購入前リフォームにおける注意点

 購入と合わせてリフォームを実施する場合、クロスの張替えから、水廻りの設備更新や耐震補強、間取り変更等、幅広い改修内容が想定されます。今回は建築工法による間取り変更について解説します。

 例えば、購入予定者から「この壁を撤去して広いLDKにリフォームできますか? できるなら購入を検討したい」という問い合わせがあったとします。この場合、建物がどのような工法でつくられているのかがポイントです。

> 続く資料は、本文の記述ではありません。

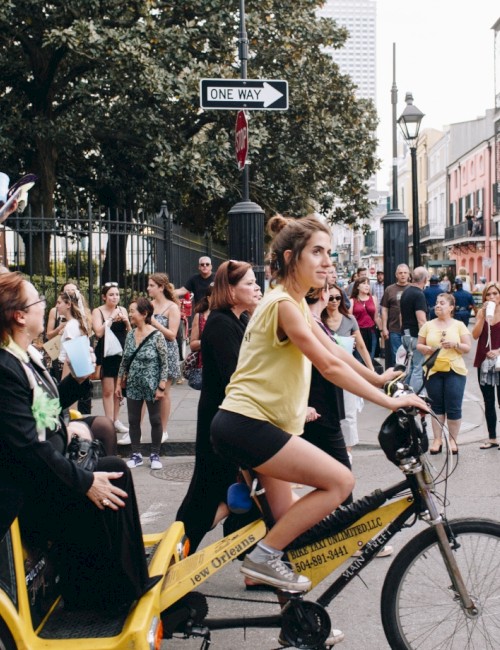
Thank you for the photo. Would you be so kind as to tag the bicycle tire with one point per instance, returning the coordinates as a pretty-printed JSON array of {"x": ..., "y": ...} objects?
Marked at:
[
  {"x": 419, "y": 607},
  {"x": 6, "y": 640}
]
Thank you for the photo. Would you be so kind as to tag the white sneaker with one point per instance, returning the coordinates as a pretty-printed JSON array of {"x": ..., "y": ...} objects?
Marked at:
[
  {"x": 155, "y": 461},
  {"x": 273, "y": 571},
  {"x": 134, "y": 461},
  {"x": 120, "y": 427},
  {"x": 125, "y": 440}
]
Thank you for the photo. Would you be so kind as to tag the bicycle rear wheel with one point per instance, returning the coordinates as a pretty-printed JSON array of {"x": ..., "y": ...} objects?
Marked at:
[{"x": 420, "y": 608}]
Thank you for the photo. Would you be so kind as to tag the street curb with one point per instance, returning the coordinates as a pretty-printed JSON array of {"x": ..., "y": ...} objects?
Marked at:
[{"x": 167, "y": 449}]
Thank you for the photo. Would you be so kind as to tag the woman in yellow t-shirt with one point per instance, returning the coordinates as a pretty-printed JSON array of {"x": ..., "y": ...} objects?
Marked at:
[
  {"x": 260, "y": 421},
  {"x": 446, "y": 381}
]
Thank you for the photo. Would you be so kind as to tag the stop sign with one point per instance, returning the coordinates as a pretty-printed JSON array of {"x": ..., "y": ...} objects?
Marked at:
[{"x": 241, "y": 139}]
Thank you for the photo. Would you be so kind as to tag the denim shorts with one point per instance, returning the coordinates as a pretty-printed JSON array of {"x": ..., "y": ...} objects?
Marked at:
[{"x": 446, "y": 392}]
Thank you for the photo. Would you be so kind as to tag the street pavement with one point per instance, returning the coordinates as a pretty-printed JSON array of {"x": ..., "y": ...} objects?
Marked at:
[{"x": 472, "y": 491}]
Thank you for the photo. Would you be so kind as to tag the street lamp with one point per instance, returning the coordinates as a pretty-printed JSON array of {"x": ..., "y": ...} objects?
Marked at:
[{"x": 409, "y": 123}]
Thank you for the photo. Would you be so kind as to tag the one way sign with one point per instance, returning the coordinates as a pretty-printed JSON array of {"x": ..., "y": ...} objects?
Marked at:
[{"x": 250, "y": 94}]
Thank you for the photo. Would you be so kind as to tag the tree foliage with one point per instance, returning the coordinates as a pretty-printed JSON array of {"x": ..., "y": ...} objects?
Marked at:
[{"x": 101, "y": 98}]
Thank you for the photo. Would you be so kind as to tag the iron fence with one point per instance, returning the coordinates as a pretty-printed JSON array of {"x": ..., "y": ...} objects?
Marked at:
[{"x": 90, "y": 246}]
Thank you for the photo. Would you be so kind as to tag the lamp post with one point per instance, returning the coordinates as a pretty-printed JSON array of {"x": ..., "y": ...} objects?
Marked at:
[
  {"x": 395, "y": 223},
  {"x": 409, "y": 122}
]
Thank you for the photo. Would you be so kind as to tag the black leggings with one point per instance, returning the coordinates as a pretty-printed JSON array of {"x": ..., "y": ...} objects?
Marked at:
[
  {"x": 489, "y": 405},
  {"x": 103, "y": 429},
  {"x": 134, "y": 407}
]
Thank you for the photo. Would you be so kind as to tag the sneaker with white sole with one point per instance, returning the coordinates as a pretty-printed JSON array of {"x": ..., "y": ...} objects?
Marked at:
[
  {"x": 385, "y": 552},
  {"x": 134, "y": 461},
  {"x": 125, "y": 440},
  {"x": 273, "y": 571},
  {"x": 335, "y": 636},
  {"x": 120, "y": 427},
  {"x": 155, "y": 461}
]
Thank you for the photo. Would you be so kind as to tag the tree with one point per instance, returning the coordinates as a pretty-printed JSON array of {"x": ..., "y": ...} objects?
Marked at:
[{"x": 101, "y": 99}]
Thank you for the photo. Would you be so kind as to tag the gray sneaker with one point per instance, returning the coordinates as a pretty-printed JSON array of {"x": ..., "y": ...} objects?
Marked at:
[
  {"x": 273, "y": 571},
  {"x": 135, "y": 460}
]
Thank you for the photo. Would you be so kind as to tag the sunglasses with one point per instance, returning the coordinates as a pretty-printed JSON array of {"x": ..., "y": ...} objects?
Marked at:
[{"x": 40, "y": 299}]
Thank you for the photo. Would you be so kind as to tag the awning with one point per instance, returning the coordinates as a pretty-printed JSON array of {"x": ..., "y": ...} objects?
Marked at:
[{"x": 441, "y": 263}]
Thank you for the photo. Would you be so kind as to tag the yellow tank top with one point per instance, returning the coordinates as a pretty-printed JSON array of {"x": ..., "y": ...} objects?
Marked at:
[{"x": 272, "y": 379}]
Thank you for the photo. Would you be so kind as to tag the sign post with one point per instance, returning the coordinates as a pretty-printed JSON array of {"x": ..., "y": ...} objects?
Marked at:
[
  {"x": 250, "y": 94},
  {"x": 241, "y": 139}
]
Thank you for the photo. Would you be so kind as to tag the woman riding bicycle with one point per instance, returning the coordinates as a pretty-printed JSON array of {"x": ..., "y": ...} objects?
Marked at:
[{"x": 261, "y": 419}]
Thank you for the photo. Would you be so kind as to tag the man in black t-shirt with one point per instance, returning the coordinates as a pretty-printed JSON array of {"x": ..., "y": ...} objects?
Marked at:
[
  {"x": 198, "y": 284},
  {"x": 413, "y": 306}
]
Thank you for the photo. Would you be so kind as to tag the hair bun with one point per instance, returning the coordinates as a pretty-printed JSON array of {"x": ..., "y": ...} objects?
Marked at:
[{"x": 277, "y": 223}]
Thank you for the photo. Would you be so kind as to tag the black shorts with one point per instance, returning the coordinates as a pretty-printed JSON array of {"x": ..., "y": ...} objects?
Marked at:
[
  {"x": 246, "y": 441},
  {"x": 111, "y": 365}
]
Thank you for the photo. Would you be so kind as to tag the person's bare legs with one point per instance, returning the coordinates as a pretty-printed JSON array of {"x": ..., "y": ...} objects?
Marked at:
[
  {"x": 166, "y": 405},
  {"x": 437, "y": 431},
  {"x": 300, "y": 461},
  {"x": 108, "y": 397},
  {"x": 454, "y": 429}
]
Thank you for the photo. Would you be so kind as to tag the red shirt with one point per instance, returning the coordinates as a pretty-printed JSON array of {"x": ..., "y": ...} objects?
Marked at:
[{"x": 364, "y": 312}]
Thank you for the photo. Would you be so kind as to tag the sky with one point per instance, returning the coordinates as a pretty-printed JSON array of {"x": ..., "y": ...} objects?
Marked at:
[{"x": 444, "y": 57}]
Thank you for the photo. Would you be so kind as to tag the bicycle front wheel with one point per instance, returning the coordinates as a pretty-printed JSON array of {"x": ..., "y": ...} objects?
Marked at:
[{"x": 420, "y": 608}]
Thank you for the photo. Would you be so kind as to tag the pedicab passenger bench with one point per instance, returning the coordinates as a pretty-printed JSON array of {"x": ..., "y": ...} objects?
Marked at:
[{"x": 32, "y": 613}]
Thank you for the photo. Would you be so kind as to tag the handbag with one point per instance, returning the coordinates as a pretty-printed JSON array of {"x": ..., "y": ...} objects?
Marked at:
[
  {"x": 53, "y": 347},
  {"x": 190, "y": 363},
  {"x": 124, "y": 377},
  {"x": 496, "y": 365},
  {"x": 112, "y": 345},
  {"x": 85, "y": 453},
  {"x": 195, "y": 378},
  {"x": 97, "y": 374}
]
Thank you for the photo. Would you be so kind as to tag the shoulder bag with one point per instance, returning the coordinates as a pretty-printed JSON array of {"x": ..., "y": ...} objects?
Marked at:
[{"x": 124, "y": 378}]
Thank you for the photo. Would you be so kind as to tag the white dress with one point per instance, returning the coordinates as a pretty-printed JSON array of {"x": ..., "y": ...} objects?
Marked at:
[{"x": 71, "y": 331}]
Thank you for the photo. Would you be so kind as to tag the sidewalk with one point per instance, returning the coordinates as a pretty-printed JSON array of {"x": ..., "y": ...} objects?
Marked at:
[{"x": 182, "y": 424}]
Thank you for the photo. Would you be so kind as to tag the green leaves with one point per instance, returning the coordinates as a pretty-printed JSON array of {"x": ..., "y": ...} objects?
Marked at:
[{"x": 102, "y": 96}]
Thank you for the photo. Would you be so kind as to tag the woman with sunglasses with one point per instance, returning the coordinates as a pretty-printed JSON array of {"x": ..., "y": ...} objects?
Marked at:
[
  {"x": 344, "y": 327},
  {"x": 166, "y": 319},
  {"x": 446, "y": 379},
  {"x": 90, "y": 519},
  {"x": 111, "y": 315},
  {"x": 487, "y": 333}
]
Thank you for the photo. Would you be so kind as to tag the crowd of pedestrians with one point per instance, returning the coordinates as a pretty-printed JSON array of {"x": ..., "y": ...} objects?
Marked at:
[{"x": 284, "y": 376}]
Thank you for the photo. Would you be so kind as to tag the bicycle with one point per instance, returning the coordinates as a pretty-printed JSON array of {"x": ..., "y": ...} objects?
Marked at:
[{"x": 441, "y": 589}]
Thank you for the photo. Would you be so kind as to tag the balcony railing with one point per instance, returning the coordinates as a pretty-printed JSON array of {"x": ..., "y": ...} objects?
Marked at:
[
  {"x": 431, "y": 231},
  {"x": 458, "y": 231}
]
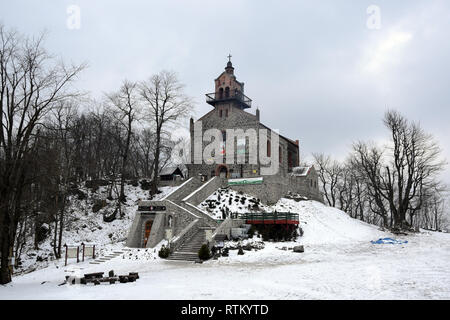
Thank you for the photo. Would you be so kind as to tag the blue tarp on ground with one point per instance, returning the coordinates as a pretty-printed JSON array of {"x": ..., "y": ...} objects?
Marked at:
[{"x": 388, "y": 241}]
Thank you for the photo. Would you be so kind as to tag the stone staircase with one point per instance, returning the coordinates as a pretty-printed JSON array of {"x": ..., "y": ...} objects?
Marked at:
[
  {"x": 188, "y": 251},
  {"x": 184, "y": 201},
  {"x": 108, "y": 256}
]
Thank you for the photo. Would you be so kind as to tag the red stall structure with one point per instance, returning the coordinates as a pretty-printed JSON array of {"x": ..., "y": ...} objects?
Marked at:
[{"x": 280, "y": 218}]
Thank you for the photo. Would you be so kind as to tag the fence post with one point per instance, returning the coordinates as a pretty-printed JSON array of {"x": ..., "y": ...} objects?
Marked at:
[
  {"x": 65, "y": 264},
  {"x": 82, "y": 244}
]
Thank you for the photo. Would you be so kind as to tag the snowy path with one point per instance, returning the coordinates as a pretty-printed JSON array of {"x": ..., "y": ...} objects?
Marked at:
[{"x": 417, "y": 270}]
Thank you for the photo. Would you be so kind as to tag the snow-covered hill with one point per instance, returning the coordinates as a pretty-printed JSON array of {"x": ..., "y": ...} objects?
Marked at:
[
  {"x": 339, "y": 262},
  {"x": 321, "y": 224},
  {"x": 84, "y": 225}
]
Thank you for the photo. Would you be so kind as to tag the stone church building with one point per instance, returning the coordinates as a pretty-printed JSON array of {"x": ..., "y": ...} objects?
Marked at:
[
  {"x": 230, "y": 105},
  {"x": 178, "y": 218}
]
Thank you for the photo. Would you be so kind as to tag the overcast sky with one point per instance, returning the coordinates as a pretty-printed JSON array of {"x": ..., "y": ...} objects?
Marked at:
[{"x": 316, "y": 70}]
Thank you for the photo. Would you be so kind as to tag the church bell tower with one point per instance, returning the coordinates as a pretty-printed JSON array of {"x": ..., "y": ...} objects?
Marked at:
[{"x": 228, "y": 91}]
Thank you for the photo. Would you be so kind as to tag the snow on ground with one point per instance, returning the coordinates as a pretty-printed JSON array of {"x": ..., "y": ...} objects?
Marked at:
[
  {"x": 339, "y": 262},
  {"x": 86, "y": 226}
]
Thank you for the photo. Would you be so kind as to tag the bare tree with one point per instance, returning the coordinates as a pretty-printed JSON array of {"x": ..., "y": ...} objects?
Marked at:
[
  {"x": 165, "y": 103},
  {"x": 31, "y": 84},
  {"x": 330, "y": 172},
  {"x": 398, "y": 177}
]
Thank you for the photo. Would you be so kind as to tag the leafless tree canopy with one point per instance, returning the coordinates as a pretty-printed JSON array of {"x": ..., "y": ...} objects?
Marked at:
[
  {"x": 396, "y": 186},
  {"x": 48, "y": 147}
]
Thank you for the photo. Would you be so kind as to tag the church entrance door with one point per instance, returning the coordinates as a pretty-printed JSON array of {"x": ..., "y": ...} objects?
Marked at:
[
  {"x": 148, "y": 229},
  {"x": 222, "y": 171}
]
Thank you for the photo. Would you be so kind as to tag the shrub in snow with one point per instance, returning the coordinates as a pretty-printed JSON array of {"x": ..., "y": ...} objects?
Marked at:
[
  {"x": 251, "y": 231},
  {"x": 109, "y": 217},
  {"x": 145, "y": 185},
  {"x": 42, "y": 232},
  {"x": 98, "y": 204},
  {"x": 204, "y": 253},
  {"x": 164, "y": 252},
  {"x": 225, "y": 252}
]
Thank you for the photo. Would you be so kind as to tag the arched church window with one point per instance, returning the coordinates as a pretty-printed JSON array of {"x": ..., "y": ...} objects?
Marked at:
[{"x": 279, "y": 154}]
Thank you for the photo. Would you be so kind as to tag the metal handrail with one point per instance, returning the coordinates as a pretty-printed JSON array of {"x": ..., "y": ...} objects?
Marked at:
[
  {"x": 217, "y": 96},
  {"x": 269, "y": 216}
]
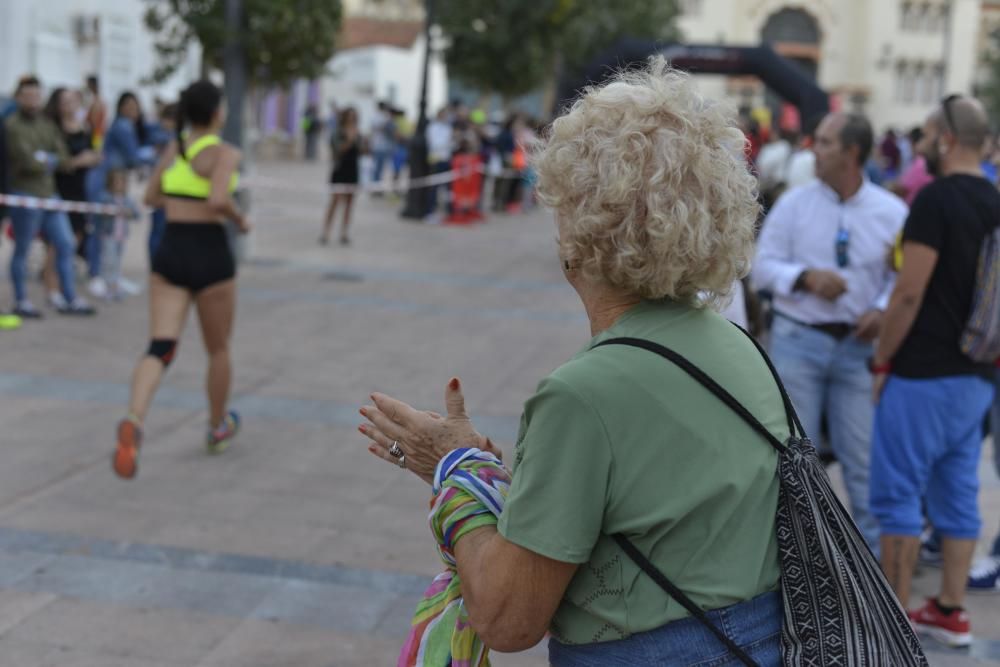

木造住宅の場合、柱や梁、筋交等で構成される「在来軸組工法」と壁式構造である「ツーバイフォー(枠組壁工法)」に大きく分けられます。
 在来軸組工法の場合は、耐震性について検討することは必須ですが、壁の撤去については可能で、間取り変更への対応力は高いといえます。
 一方、ツーバイフォー工法の場合は壁が構造体となっているため、壁の撤去は難しいといえます。その他の工法としてはハウスメーカーが独自で開発したものがあり、木造や軽量鉄骨でつくられたものについては、系列のリフォーム会社でなければ施工できないことが考えられます。購入予定者に適切なアドバイスを行うためにも、もし図面や書類があれば、あらかじめ工法を確認しておくことが必要です。